Principaux troubles à connaître : dysecdysis, infections respiratoires, stomatites, parasitoses internes et externes, rétention d’œufs chez les femelles, blessures de queue, obésité liée à un excès de vers gras.

Les signes d’alerte incluent une perte d’appétit persistante, une queue qui s’affine rapidement, des selles anormales, une léthargie inhabituelle ou une démarche hésitante. La prévention repose sur une quarantaine systématique des nouveaux arrivants, une hygiène régulière du terrarium, la stabilité des paramètres, une alimentation variée et supplémentée, et des contrôles auprès d’un vétérinaire NAC en cas de doute. Un thermostat fiable, des cachettes adéquates et un apport hydrique correct sont de véritables assurances santé au quotidien.

Statut de détention en France

Le gecko à queue grasse n’est pas inscrit aux annexes de la CITES et ne relève pas d’une protection spécifique. En France, il entre dans le cadre général de la détention d’animaux d’espèces non domestiques. Pour un particulier, la détention de quelques individus nés en captivité est généralement libre, à condition de respecter les seuils fixés par la réglementation en vigueur et de pouvoir justifier de l’origine légale des animaux. Au‑delà de ces seuils, ou dans le cadre d’une activité d’élevage ou de présentation au public, des obligations apparaissent comme la déclaration en préfecture, l’Autorisation d’Ouverture d’Établissement (AOE) et le Certificat de Capacité (CDC).

À titre indicatif, pour les geckos non dangereux et non listés, la détention reste sans formalités pour des effectifs limités, souvent cités autour d’une vingtaine d’adultes. Les textes pouvant évoluer, il est recommandé de vérifier les dispositions de l’arrêté du 8 octobre 2018 et éventuelles mises à jour, et de solliciter la DDPP de votre département pour une confirmation des seuils applicables à votre situation. L’absence d’inscription CITES dispense des formalités CITES, mais ne dispense ni de facture ni d’attestation de cession prouvant l’origine captive.

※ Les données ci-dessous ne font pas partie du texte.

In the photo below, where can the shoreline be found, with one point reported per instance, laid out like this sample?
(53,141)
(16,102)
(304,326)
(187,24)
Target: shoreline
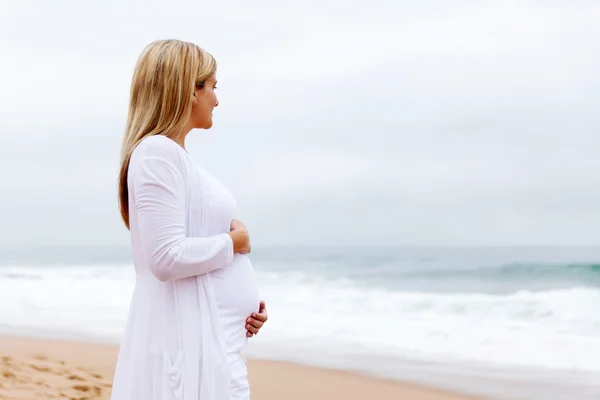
(76,369)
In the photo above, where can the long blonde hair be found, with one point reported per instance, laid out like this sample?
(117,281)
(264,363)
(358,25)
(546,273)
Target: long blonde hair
(160,101)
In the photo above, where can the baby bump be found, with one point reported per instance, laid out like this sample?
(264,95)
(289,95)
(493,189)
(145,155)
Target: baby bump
(236,290)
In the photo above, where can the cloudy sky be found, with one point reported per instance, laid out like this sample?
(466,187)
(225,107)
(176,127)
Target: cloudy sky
(341,122)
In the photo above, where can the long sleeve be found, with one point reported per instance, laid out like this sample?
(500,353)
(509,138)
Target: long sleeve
(159,193)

Cette espèce est‑elle faite pour vous ?

Le gecko à queue grasse convient très bien à un passionné débutant motivé ou à un terrariophile confirmé qui souhaite un reptile terrestre calme, peu bruyant et aux besoins énergétiques modestes. Sa taille raisonnable, sa longévité correcte et sa nature assez posée en font un compagnon d’observation attachant. Il pardonne peu les improvisations, mais répond très bien à une routine simple et constante. Celui qui apprécie l’activité crépusculaire, la mise en place de cachettes élaborées et l’observation d’un comportement discret mais riche sera comblé.

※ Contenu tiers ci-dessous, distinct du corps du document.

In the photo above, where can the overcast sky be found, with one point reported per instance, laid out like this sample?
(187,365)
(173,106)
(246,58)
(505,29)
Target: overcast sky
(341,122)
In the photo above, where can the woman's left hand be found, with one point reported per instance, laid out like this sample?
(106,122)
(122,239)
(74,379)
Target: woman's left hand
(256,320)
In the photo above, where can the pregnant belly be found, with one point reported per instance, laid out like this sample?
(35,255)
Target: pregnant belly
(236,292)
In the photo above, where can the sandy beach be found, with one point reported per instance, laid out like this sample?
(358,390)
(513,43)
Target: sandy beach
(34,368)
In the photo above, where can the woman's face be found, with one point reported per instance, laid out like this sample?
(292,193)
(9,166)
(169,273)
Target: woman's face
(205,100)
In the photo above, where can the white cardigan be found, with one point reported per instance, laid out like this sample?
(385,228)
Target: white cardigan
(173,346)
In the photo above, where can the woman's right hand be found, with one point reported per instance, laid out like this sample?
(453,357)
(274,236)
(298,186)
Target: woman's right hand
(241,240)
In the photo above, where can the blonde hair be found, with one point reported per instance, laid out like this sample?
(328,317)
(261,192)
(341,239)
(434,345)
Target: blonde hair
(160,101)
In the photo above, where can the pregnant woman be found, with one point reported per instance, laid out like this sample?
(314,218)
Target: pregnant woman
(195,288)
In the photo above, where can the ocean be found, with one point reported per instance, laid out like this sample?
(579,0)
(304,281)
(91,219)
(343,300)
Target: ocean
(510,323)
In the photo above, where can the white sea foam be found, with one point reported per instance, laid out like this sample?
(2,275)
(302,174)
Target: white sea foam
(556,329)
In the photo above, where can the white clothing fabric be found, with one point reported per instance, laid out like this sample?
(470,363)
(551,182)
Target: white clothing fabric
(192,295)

Ses points forts résident dans sa robustesse relative lorsque le terrarium est bien conçu, sa maintenance accessible, son caractère placide et la diversité de ses robes. Les vigilances portent sur l’humidité, à maintenir dans une bande confortable avec une cachette humide fiable, et sur la température, à piloter par un thermostat précis. Il faut accepter un animal parfois timide qui n’apprécie pas les manipulations répétées, et savoir ajuster l’environnement pour prévenir les mues difficiles. Une bonne préparation, des instruments fiables et une observation quotidienne attentive restent les meilleurs gages de réussite.